Revisiting Edge Perturbation for Graph Neural Network in Graph Data Augmentation and Attack
This work addresses a foundational ambiguity in graph machine learning, benefiting researchers and practitioners by enabling more precise and efficient graph data manipulation, though it is incremental in refining existing perturbation methods.
The paper tackles the dual role of edge perturbation in graph neural networks (GNNs), where it can either enhance performance through data augmentation or degrade it via attacks, by proposing a unified formulation and Edge Priority Detector (EPD) to clarify the boundary and enable flexible control, achieving comparable or superior performance with less time overhead.

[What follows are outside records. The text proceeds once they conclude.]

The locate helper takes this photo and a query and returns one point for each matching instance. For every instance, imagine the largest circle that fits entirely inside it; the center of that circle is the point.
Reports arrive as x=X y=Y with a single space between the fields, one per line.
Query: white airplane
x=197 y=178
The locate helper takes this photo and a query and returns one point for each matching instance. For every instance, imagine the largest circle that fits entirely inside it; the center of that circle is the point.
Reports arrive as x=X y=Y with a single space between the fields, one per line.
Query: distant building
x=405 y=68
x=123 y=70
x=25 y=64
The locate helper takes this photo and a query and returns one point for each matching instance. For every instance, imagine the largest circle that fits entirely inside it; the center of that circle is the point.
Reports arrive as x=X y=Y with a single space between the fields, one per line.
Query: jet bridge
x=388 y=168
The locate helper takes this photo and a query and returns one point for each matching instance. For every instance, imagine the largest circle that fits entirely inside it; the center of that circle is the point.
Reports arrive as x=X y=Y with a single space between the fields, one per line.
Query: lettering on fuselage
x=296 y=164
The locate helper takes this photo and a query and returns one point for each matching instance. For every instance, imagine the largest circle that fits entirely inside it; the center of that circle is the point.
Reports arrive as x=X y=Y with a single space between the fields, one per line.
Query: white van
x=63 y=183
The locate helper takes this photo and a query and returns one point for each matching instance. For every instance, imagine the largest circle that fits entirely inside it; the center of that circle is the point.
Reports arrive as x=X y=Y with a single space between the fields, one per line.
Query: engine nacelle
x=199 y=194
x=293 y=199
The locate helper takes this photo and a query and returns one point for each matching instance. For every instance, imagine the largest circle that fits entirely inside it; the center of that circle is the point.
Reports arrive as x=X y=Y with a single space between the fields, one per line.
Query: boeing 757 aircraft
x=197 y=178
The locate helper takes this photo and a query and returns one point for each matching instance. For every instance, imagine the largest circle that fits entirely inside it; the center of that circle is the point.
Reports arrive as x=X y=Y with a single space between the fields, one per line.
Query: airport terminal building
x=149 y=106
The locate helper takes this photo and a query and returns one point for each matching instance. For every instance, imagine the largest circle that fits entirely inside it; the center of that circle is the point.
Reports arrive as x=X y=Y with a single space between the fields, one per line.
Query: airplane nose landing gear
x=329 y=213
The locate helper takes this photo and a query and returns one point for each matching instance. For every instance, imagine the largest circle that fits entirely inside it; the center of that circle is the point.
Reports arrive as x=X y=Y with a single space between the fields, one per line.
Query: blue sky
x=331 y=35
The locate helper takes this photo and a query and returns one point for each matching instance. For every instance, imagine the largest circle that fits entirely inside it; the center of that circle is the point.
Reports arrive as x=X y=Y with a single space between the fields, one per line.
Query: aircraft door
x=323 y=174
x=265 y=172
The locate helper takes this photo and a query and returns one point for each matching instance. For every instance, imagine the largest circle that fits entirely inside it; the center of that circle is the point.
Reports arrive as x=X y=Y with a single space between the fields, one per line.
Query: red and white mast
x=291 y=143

Edge perturbation is a basic method to modify graph structures. It can be categorized into two veins based on their effects on the performance of graph neural networks (GNNs), i.e., graph data augmentation and attack. Surprisingly, both veins of edge perturbation methods employ the same operations, yet yield opposite effects on GNNs' accuracy. A distinct boundary between these methods in using edge perturbation has never been clearly defined. Consequently, inappropriate perturbations may lead to undesirable outcomes, necessitating precise adjustments to achieve desired effects. Therefore, questions of ``why edge perturbation has a two-faced effect?'' and ``what makes edge perturbation flexible and effective?'' still remain unanswered. In this paper, we will answer these questions by proposing a unified formulation and establishing a clear boundary between two categories of edge perturbation methods. Specifically, we conduct experiments to elucidate the differences and similarities between these methods and theoretically unify the workflow of these methods by casting it to one optimization problem. Then, we devise Edge Priority Detector (EPD) to generate a novel priority metric, bridging these methods up in the workflow. Experiments show that EPD can make augmentation or attack flexibly and achieve comparable or superior performance to other counterparts with less time overhead.